∙ \-

∙ Participants must meet all of the following criteria to participate in the study:

• Age ≥18 years old;

• ineligible for autologous transplantation;

• Sign the Informed Consent Form (ICF);

• CD79b-positive DLBCL confirmed by pathology (including transformed DLBCL, PMBL, HGBCL);

• Patients must have received adequate first-line treatment and only first-line treatment, with

‣ Anti-CD20 monoclonal antibodies (unless the investigator determines that the tumor is CD20-negative)
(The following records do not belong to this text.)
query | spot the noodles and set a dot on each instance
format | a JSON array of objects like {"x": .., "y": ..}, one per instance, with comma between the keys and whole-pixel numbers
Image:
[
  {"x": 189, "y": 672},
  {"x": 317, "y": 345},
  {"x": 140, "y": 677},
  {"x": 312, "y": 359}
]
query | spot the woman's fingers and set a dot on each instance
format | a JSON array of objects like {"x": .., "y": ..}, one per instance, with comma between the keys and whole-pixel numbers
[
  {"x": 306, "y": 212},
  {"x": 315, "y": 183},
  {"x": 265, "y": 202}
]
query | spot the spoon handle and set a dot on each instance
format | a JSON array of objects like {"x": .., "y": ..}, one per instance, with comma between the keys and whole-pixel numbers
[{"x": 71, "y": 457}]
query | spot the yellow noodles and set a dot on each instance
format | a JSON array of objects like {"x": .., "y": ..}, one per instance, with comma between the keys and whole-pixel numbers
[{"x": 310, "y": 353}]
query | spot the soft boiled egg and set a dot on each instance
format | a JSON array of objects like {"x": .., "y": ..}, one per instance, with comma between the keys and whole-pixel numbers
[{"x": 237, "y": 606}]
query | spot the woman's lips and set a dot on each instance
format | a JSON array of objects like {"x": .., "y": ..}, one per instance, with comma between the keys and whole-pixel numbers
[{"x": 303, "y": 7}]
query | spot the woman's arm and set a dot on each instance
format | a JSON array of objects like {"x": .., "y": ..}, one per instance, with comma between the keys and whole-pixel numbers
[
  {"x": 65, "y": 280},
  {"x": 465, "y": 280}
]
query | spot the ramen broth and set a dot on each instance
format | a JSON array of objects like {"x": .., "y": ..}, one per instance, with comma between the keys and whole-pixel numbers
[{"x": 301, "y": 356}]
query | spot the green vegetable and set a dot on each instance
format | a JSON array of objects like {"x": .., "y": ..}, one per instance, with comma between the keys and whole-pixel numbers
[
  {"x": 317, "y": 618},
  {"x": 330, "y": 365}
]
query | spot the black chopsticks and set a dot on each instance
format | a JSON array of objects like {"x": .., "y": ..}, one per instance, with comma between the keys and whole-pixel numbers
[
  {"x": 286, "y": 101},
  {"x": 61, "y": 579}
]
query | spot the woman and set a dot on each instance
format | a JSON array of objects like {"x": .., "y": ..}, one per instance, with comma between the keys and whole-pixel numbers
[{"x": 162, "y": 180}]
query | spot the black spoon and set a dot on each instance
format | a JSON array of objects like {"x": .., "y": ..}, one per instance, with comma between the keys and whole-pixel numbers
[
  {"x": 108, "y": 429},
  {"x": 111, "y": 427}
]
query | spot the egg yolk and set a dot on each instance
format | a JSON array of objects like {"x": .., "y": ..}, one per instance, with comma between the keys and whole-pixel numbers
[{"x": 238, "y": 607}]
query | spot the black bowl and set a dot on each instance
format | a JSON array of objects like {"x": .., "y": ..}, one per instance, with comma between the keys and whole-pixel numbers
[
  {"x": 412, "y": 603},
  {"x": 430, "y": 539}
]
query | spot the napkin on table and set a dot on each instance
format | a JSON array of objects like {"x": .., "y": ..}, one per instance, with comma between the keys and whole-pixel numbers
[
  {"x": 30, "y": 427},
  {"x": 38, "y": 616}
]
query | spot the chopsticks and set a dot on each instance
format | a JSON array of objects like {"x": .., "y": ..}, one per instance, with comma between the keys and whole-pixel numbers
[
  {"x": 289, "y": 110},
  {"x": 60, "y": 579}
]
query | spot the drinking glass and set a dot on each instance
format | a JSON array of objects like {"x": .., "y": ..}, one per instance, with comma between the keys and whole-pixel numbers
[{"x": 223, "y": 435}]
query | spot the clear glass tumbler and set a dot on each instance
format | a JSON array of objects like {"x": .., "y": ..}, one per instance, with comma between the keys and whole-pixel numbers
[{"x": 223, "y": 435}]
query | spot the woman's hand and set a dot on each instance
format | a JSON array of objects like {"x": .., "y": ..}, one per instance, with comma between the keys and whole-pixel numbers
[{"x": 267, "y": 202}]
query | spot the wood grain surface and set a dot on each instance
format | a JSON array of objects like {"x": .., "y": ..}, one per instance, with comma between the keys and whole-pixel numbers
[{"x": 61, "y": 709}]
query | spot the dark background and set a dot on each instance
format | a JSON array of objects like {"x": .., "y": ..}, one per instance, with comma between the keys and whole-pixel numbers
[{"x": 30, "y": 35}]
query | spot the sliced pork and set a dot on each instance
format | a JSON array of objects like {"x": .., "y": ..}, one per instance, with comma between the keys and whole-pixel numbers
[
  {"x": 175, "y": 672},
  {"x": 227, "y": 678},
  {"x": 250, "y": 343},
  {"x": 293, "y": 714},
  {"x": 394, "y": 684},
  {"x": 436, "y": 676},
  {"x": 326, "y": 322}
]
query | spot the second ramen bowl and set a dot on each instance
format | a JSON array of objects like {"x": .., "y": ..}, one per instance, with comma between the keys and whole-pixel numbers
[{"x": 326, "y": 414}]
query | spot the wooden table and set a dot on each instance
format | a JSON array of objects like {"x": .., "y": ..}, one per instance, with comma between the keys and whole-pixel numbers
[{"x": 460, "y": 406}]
⁃ Chemotherapy regimens containing anthracyclines

• Recurrent or refractory diseases after first-line immunochemotherapy:

‣ Refractory disease is defined as not having a complete response to first-line therapy (except for patients who are intolerant to first-line therapy)

⁃ Recurrent disease is defined as disease recurrence after complete response to first-line treatment

• Eastern Cooperative Oncology Group (ECOG) performance status score of 0-2, with an expected survival of more than 12 weeks.

• Have at least one measurable two-dimensional lesion identified by clinical examination, CT scan or MRI: ① lymph node \>1.5cm; ② Other non-lymph node lesions ≥1.0cm;

• The main tissues and organs function well:

∙ Hematological function: absolute granulocyte count ≥ 1,000/mm3, platelet count ≥ 75,000/mm3; Liver function: ALT/AST \< 3 times upper limit of normal (ULN) and total bilirubin ≤1.5× upper limit of normal (ULN) (\< 5 times ULN in patients with Gilbert syndrome, cholestasis due to hilar compression adenopathy, biliary obstruction due to liver involvement or lymphoma); Renal function: creatinine clearance \> 30 mL/min, creatinine ≤1.5× upper limit of normal (ULN) Lung function: indoor oxygen saturation ≥95%; Cardiac function: no obvious cardiac insufficiency or cardiovascular disease; 10. Fertile patients must be willing to use highly effective contraception during the study period and for 120 days after the last dose of treatment.